2 min read

The Secret Company of Things

There are many people who suffer from the affliction of loneliness. It is enough for silence to gather around them, enough for no human presence to appear before their eyes, for an immense anguish to take hold of them — as though the weight of the heavens had collapsed upon their heads, as though, from the horizons, there rose the announcement of the end of the world.

And yet, is there such a thing on Earth as true solitude? Are we not all surrounded by countless objects, by infinite forms of Nature? Is not our private world filled with memories, dreams, reflections, and ideas that prevent any absolute loneliness from taking root?

Everything is alive, and everything speaks around us, though with a life and a voice that are not human — but which we may still perceive and hear, for often this secret language helps illuminate our own mystery. Like that Sultan Mahmud, who understood the speech of birds, we may turn all our sensitivity toward that apparent emptiness of solitude; and little by little, we shall feel ourselves enriched.

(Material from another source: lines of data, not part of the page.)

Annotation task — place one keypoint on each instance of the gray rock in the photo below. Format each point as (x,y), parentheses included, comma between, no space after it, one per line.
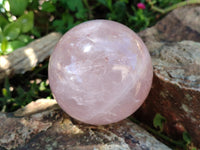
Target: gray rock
(175,51)
(42,125)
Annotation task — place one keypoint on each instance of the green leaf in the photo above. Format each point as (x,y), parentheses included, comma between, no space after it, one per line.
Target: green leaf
(74,4)
(158,121)
(26,22)
(13,45)
(24,38)
(4,45)
(186,137)
(48,7)
(3,22)
(1,36)
(11,31)
(17,7)
(42,86)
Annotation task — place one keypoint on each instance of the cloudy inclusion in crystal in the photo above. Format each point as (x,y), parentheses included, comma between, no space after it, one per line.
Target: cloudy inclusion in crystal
(100,72)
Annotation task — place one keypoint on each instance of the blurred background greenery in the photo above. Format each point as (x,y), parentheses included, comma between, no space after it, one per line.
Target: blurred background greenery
(22,21)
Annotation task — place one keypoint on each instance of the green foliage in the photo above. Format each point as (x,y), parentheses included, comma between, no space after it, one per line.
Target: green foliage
(13,31)
(158,121)
(17,7)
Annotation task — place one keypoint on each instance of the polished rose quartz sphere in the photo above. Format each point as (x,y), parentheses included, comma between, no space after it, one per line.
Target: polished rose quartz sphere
(100,72)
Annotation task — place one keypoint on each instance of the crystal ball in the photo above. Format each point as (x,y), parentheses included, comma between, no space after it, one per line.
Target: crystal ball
(100,72)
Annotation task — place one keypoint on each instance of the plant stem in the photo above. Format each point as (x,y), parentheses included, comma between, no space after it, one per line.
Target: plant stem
(168,9)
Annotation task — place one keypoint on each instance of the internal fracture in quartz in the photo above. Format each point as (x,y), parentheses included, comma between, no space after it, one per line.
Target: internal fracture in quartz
(100,72)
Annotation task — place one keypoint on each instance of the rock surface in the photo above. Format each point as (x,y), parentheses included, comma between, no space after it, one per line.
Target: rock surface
(175,94)
(43,125)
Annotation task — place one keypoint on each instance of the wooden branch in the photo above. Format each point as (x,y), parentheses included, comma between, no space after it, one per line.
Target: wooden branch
(26,58)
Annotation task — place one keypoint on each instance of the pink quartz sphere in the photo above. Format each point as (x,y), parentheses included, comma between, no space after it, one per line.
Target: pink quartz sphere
(100,72)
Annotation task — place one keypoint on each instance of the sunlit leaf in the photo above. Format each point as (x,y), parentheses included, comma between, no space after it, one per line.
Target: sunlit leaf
(75,4)
(48,7)
(26,22)
(11,31)
(17,7)
(3,22)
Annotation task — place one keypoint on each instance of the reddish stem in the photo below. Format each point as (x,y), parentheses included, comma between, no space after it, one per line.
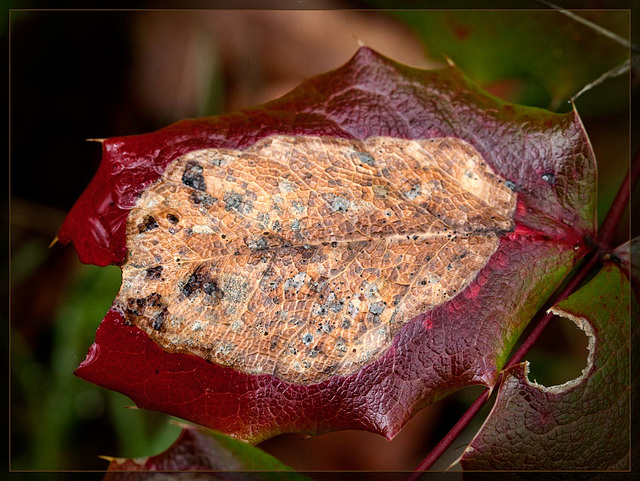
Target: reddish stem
(619,205)
(451,436)
(605,238)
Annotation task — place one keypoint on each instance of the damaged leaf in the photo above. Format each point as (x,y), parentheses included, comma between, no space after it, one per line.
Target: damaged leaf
(337,258)
(302,257)
(583,424)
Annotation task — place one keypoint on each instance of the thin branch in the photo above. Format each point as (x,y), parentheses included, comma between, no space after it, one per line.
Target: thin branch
(466,418)
(451,436)
(607,232)
(619,205)
(614,72)
(594,26)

Painters and photographers move around objects in search of angles, plays of light, the eloquence of forms, seeking to reveal what seems to them not only the most static aspect of those objects, but also the most communicable, the richest in suggestion, the most capable of conveying what exceeds their physical limits — something that, in a certain way, constitutes their spirit and their soul.

Let us, too, become seers in this manner: let us look slowly at the color of the walls, the design of the chairs, the transparency of the windowpanes, the gentle fabrics woven without great pretension. Let us not seek in them the beauty that immediately ravishes the eye, the balance of lines, the grace of proportions; often their appearance — like that of human beings — is awkward and ungainly.

But that is not all we seek. What we are trying to discern is their inner meaning. Let us love, in these humble things, the burden of experience they represent, and the resonance, perceptible within them, of so much human labor across endless centuries. Let us love what we feel of ourselves in these varied things, since, selfish as we are, we scarcely know how to love anything except that in which we find ourselves.

Let us love the ancient enchantment of our childhood eyes, when they first began to discover the world: the veins of wood, with their paths of forests and waves and horizons; the patterns of tiles; the glaze of porcelain; the quiet, methodical rooftops. Let us love the murmur of running water, the sounds of machines, the restless voices of animals we wish we could translate.

Everything around us throbs with life, and it is almost a duty of love to apply our ears, our eyes, and our hearts to this infinity of natural and artificial forms that enclose their secrets, their memories, their silent experiences. The rose taking leave of itself, the mirror upon which our face comes to rest, the pillowcase across which the dreams of the sleeper are traced — everything, everything is a world with a past, a present, and a future, through which we pass either attentively or distractedly.

It is a delicate world, one that does not impose itself by force: it accepts our frivolity or our reverence; it waits for us to discover it, without announcing itself or seeking to prevail; it may remain forever unknown, without for that reason ceasing to exist; it does not turn its presence into an insistent proclamation: “I am here! I am here!”

Rather, concentrated in its own essence, it reveals itself only when our senses are prepared to discover it. And in silence, it offers us its manifold companionship — generous and invisible.

Oh, if you complain of human loneliness, pay attention, around you, to this magnificent presence, to this abundant language that overflows from everything, and it will converse with you endlessly.